Either in their tribute, or your harvest.
It is not as it once was. For generations now it has not been so. Contact has been less and less. It is their failure, not ours.
Perhaps they do not see it so
, was his return comment on that, and then he was standing, staring upwards as though he could see through the dead old shell above him.
Each day it comes
, his hands said, as he continued looking up. With a scrabble and a kick, he hauled himself out from under the dead crab’s shadow, leaving her no option but to follow.
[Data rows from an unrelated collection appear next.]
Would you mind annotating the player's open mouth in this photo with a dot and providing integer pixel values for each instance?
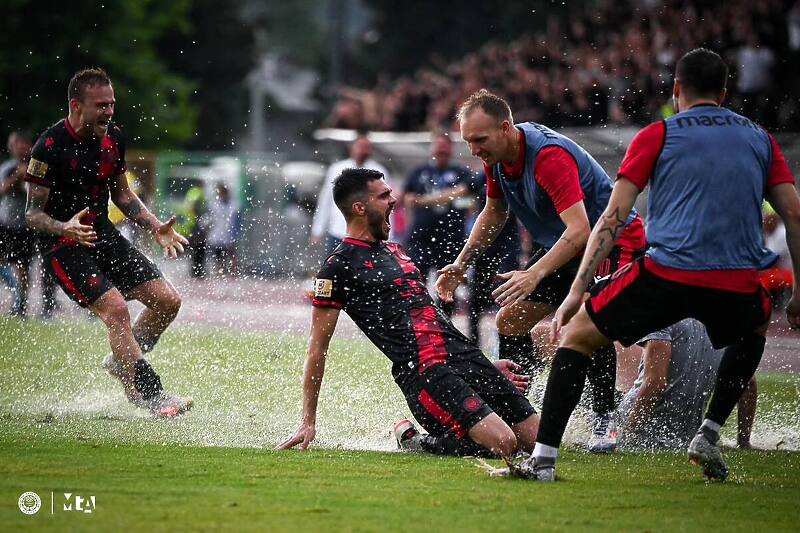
(386, 218)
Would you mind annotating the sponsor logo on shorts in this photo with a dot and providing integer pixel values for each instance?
(29, 503)
(323, 288)
(472, 404)
(37, 168)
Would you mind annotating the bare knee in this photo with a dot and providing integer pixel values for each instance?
(582, 335)
(494, 434)
(113, 311)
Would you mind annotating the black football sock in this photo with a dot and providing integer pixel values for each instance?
(146, 342)
(602, 376)
(450, 445)
(564, 388)
(146, 380)
(736, 368)
(520, 349)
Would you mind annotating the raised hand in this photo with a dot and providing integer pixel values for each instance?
(79, 232)
(450, 277)
(302, 437)
(170, 240)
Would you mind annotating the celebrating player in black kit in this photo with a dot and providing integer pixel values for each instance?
(74, 166)
(453, 390)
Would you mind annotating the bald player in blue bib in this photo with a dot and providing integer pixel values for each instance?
(709, 170)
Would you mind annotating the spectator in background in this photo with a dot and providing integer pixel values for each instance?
(777, 279)
(503, 255)
(193, 225)
(755, 62)
(438, 195)
(223, 216)
(329, 226)
(608, 62)
(16, 239)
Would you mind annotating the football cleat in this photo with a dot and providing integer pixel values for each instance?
(529, 467)
(604, 434)
(707, 456)
(407, 436)
(166, 405)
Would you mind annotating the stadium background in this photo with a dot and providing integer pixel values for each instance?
(265, 94)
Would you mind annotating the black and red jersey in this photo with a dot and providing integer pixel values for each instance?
(78, 172)
(384, 293)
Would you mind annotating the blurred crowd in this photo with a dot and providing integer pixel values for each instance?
(610, 63)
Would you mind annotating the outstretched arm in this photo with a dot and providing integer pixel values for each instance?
(38, 220)
(601, 241)
(131, 205)
(323, 324)
(520, 283)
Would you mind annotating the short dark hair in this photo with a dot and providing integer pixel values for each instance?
(351, 185)
(82, 79)
(702, 72)
(490, 103)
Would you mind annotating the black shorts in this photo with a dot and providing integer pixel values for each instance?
(554, 288)
(86, 274)
(449, 398)
(17, 245)
(635, 302)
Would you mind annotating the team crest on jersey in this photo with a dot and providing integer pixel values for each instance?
(472, 403)
(323, 288)
(37, 168)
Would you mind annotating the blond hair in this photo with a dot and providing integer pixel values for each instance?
(489, 103)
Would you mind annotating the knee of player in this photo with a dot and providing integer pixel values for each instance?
(172, 302)
(115, 313)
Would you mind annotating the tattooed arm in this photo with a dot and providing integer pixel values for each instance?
(520, 283)
(606, 232)
(40, 221)
(131, 205)
(487, 227)
(601, 240)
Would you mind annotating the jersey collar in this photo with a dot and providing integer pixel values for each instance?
(515, 170)
(71, 131)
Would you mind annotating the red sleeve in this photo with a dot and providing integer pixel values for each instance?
(779, 169)
(557, 173)
(493, 189)
(640, 159)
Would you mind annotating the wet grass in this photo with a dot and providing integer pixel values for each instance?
(65, 428)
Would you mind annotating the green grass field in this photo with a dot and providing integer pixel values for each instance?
(64, 427)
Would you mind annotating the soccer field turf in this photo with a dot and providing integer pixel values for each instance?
(66, 429)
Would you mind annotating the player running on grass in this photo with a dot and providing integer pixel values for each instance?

He pointed, and at first she saw just two lights – two limn-lamps she supposed – being dragged through the water above them. Then her vision compensated for distance and the dark, and she realized they were eyes.
Her mount was beside her immediately, and she put a hand out to comfort it, still staring.
There is something new under the sea
, the old man had said, and here it was – like nothing she had seen. It came sculling through the water on jointed legs, but like no swimming crab or shrimp she had ever seen, lazily coasting along with steady strokes of its six paddle-ended limbs.
From over the Edge?
she signed, and Caractes nodded grimly. Then he added, to her surprise,
You speak to any Pelagists recently?
A few.
Go find them again. Tell them to pass this on. I hear from them about land-kinden. I don’t know why they talk to me about land-kinden. I never wanted to know. I hear, though, and now I see.
That is not land-kinden
, her hands insisted.
It is some Onychoi beast, some new kind, strayed from some other sea, perhaps.
He made a derisive gesture.
Look, only look
, he insisted.
See what is there, not what you want. Take your steed and go closer, if you dare.
That last remark stung her, so she took to the saddle and sent her mount speeding backwards in a wide, rising circle, keeping her eyes on the gently rowing creature above. It was large, she saw, but not so very large as all that. She had a backswept holster of spears beside her, and she fingered one speculatively.
A great sea-beast with glowing eyes
, she thought.
That would fetch a great deal at Hermatyre, dead or alive.